The researchers said that the creature was found on October 6 at a depth of 528 feet in Manado Bay off Sulawesi Island, where the Indonesian coelacanth was first discovered.
The 12.6-inch coelacanth, which is colored blue with white spots, was videotaped swimming slowly among rocks on the seabed for about 20 minutes.
Masamitsu Iwata, a researcher at Aquamarine Fukushima in Iwaki, northeast of Tokyo, said that as far as they know, it was the first ever video image of a living juvenile coelacanth, which is still shrouded in mystery.
The discovery could shed light on the habitat and breeding habits of coelacanths, a species that has been shrouded in mystery.

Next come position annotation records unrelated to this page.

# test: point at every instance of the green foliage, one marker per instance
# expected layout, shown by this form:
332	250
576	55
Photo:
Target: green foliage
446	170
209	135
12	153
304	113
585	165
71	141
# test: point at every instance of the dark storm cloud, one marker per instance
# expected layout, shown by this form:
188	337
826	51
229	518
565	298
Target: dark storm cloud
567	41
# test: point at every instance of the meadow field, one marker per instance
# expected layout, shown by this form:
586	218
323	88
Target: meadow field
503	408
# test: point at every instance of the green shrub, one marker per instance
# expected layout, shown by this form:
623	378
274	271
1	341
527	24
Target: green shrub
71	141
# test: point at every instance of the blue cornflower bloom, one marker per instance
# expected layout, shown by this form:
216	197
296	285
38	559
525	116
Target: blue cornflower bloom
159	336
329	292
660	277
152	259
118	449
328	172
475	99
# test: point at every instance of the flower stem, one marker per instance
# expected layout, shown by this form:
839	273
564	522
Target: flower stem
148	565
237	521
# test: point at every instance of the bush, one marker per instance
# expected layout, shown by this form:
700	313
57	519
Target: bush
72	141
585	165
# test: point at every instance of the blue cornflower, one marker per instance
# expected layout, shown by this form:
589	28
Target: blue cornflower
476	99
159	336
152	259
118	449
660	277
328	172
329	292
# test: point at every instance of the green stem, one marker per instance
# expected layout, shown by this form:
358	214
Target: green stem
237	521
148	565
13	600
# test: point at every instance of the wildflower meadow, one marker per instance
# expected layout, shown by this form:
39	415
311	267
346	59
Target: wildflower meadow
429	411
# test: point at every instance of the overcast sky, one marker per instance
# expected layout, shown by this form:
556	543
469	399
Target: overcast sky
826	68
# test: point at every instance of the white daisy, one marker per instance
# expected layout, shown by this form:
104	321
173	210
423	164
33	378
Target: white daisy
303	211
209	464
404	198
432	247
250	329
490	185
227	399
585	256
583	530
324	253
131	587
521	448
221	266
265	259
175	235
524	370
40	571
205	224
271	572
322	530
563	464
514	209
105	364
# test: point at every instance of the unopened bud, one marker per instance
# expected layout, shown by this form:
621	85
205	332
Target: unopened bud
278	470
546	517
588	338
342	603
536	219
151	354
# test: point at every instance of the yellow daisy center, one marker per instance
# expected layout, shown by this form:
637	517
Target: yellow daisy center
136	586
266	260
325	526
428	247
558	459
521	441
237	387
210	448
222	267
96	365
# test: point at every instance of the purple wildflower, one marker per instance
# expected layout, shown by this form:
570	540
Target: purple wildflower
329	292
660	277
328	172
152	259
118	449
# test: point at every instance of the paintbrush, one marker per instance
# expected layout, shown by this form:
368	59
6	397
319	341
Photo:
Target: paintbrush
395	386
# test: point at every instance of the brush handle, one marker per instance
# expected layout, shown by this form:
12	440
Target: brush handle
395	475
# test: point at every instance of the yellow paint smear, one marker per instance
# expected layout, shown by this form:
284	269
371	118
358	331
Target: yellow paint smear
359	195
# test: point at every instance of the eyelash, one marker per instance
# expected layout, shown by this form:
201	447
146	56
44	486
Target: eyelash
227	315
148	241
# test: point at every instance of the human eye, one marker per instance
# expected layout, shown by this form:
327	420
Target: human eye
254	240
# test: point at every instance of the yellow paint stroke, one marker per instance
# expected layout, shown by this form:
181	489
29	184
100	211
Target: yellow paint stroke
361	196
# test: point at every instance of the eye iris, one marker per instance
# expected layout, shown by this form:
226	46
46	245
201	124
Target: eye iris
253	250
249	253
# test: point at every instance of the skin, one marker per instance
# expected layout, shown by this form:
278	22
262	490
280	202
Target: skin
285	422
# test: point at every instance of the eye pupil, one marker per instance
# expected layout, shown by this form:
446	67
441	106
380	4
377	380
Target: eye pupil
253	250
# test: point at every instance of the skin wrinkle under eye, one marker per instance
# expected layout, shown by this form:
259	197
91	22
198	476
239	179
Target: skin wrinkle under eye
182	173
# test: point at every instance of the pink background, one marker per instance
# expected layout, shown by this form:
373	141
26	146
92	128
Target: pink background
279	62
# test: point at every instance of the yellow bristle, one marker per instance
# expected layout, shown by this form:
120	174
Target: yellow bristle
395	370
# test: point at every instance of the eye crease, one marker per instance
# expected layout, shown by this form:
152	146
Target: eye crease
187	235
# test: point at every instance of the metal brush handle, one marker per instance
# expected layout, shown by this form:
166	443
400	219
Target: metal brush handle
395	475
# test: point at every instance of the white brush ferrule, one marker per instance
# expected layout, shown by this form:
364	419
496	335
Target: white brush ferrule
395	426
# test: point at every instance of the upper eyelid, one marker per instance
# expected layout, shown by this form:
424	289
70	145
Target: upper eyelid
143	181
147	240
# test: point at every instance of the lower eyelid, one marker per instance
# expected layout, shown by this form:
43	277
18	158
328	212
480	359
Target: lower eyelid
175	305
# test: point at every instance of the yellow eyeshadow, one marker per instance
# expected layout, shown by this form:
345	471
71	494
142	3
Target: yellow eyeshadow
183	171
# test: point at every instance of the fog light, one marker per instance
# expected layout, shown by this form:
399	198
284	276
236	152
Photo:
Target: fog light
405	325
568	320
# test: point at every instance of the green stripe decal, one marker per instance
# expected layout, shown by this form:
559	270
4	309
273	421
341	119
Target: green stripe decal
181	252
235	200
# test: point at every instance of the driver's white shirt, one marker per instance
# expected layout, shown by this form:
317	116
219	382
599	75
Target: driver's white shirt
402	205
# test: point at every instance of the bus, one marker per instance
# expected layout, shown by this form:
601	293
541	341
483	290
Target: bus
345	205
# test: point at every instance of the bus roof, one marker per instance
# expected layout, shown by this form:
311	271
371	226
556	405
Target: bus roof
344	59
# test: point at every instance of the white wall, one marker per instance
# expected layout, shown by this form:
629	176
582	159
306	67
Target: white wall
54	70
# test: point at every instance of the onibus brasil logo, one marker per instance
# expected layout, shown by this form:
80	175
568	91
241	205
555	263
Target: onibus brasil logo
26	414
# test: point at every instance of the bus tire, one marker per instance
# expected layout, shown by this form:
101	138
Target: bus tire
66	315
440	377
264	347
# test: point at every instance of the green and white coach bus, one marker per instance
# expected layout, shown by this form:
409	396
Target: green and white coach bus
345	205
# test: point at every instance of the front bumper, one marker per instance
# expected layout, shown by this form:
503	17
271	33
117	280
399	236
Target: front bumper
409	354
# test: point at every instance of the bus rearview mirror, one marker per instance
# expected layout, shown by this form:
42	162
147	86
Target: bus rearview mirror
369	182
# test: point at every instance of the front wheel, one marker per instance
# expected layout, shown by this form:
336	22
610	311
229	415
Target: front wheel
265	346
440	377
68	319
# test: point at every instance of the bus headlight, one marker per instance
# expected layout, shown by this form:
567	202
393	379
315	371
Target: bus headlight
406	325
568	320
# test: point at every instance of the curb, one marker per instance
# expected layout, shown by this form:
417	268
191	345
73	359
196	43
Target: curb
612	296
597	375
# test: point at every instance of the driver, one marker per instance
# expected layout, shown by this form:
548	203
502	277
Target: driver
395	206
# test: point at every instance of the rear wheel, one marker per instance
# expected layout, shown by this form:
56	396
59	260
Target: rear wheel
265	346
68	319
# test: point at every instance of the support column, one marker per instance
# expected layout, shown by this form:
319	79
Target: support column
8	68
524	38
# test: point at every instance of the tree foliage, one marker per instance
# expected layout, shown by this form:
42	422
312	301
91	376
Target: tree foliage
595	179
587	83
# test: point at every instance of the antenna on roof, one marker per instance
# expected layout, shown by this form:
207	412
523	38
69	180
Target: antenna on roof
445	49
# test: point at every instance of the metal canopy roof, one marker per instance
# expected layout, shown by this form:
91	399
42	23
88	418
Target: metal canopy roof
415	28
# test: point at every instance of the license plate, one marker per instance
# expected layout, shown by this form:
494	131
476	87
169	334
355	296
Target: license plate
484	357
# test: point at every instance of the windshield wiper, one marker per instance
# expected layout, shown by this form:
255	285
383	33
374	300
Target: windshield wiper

Iwata said his team used a remotely operated, self-propelled vehicle to film the coelacanth, which appeared to be newly born.
Researchers once discovered a similar-sized juvenile in the belly of a pregnant coelacanth.
Experts believe that the fish's eggs hatch inside the female and the young fish are fully formed by the time they are born.
The coelacanths, which are commonly regarded as having evolved little from prehistoric times, were thought to be extinct until a living specimen was discovered in 1938 off the coast of southern Africa.
The fish has no real commercial value, apart from being coveted by museums and private collectors. As a food fish the coelacanth is almost worthless as its tissues exude oils even when dead, imparting the flesh with a foul flavor.